Anna cammina avanti e dietro per i corridoi dell'ospedale, risponde al cellulare e parla con i giornalisti. Non si scompone, non grida, non piange. Affronta il dolore con gran dignità. Ha solo 20 anni. Filomena invece scuote la testa, si allontana e scoppia in lacrime. Ha la stessa età di Carlo, 22 anni, e non riesce ancora a crederci. Rosario è il più piccolo, ha appena 17 anni e non dice una parola. Manca solo Ottavio, il più grande, 24 anni, non è potuto venire perché è ai domiciliari. Sono i fratelli di Carlo Saturno. Nel cortile del reparto di Rianimazione del Policlinico di Bari aspettano le 19.15, l'orario in cui il fratello sarà dichiarato ufficialmente morto dai medici.
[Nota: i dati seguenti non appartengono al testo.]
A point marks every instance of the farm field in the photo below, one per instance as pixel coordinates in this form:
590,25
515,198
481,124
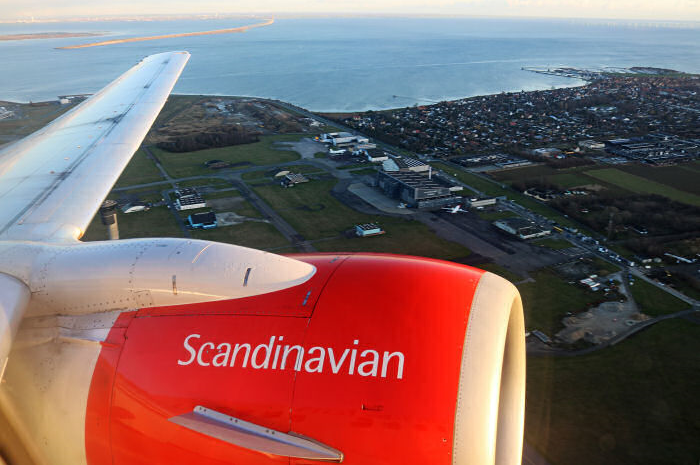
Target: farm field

Attorno si raduna una folla di parenti, amici, volontari. Hanno saputo che Carlo non ce l'ha fatta e vogliono stare vicini alla famiglia. "Mio fratello è entrato nel carcere con i suoi piedi ed è uscito dentro una bara - protesta Filomena - adesso vogliamo sapere chi l'ha ucciso". Le fa eco Anna. È lei la sorella coraggio che denuncia tutto. "In carcere lo picchiavano, ne sono convinta, lo hanno fatto fuori prima che potesse parlare e raccontarci quello che succedeva lì dentro. Non so se è vero che si è impiccato, ci hanno detto che lo hanno trovato attaccato con il lenzuolo al letto a castello ma com'è possibile? Il letto è alto 1.70, Carlo invece è alto 1.75. I conti non tornano. E se Carlo ha fatto quel gesto davvero è perché lo hanno costretto".
Si avvicina il marito di Anna, è lui che al telefono contatta gli avvocati. "Il referto del 118 parla chiaro: è stato trovato dopo mezz'ora che non respirava, che stavano facendo le guardie? Perché non se ne sono accorti prima? Abbiamo diritto alla verità. È l'unica cosa che ci rimane".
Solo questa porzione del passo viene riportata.